Supercomputers are designed modularly, with circuitry placed on various removable circuit boards or modules. The presence of clock skew in the system may reduce the ability of a board or module to be interchanged from one machine to another. Since the amount of time it takes a signal to propagate through a particular type of logic gate varies from gate to gate, the amount of clock skew seen on a particular module may be different from that seen on other modules. A system designed to accommodate skew present on typical modules may not work with all modules, especially those where the amount of skew differs substantially from that of the typical module. The result is that some modules may not function in all machines.
There are several techniques used to attempt to reduce clock skew. The designer can attempt to equalize the wire and foil trace lengths between the clock source and all destinations. This is often accomplished by distributing the clock signals radially from a distribution point physically located near the center of the machine. The designer can also equalize the number of gates and types of gates in all clock signal paths. Clock skew can also be reduced by equalizing the amount of load that gates and various signal paths must drive. Since these techniques affect the fundamental architecture of the system, they can only be performed during the design of the system.
There are also delay introduction techniques that can be performed during the manufacture or installation of the system. What is important is the difference in delay between the various signal paths, not the actual amount of delay in any given path. Thus, skew between signals can be compensated for by introducing a specific amount of delay in the faster signal paths so as to match the electrical length of the slowest signal path. One example of such a technique is delay line tuning, as disclosed in U.S. Pat. No. 4,165,490. Delay line tuning involves connecting a clock signal path through a delay line which provides multiple outputs, each corresponding to a different delay amount. The output corresponding to the needed delay is selected at the time of installation by reference to other clock signal paths.
Another example of a delay introduction technique is foil path select tuning. With this technique, several alternate foil paths are provided on a circuit board, each tuned to a different electrical length and thus a different delay. The foil path corresponding to the delay needed to skew compensate the signal is selected by applying either a solder bridge or wire so as to connect the foil into the signal path.

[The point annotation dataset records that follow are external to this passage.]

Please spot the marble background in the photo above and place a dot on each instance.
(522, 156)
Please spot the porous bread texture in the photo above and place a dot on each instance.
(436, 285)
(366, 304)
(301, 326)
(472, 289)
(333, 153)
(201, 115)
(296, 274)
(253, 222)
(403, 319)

The effectiveness and practicality of these methods varies. Equalizing trace lengths, numbers of gates, and loading must be done during the initial design phase, and thus cannot account for design changes or component variations. Equalizing the number of gates in the path and the gate loading may not be possible in all circumstances due to other design constraints of the circuit. Additionally, a previously equalized circuit may require the addition of new circuitry not conceived of during the initial design phase. Previously equalized paths may no longer be equalized after the addition of new circuitry.
Delay line tuning is adjustable, and so it can skew compensate a circuit even after the addition of new circuitry. However, delay lines typically have resolution in the nanosecond range. For high speed supercomputers, much more precision than this is necessary.
Foil path select tuning provides the sub-nanosecond resolution required, however, the tuning procedure involves soldering, tab welding, or some other method of making the required electrical and mechanical connection. These techniques are not easily automatable, and repeated adjustment risks damaging the circuit board due to the handling required or by the lifting of foils during the operation. In addition, foil path select tuning cannot be implemented in a single IC package due to the need to make a mechanical connection.
It is clear that there has existed a long and unfilled need in the prior art for a clock de-skewing technique capable of reducing skew to the sub-nanosecond range. The present invention solves these and other shortcomings of the techniques known in the prior art.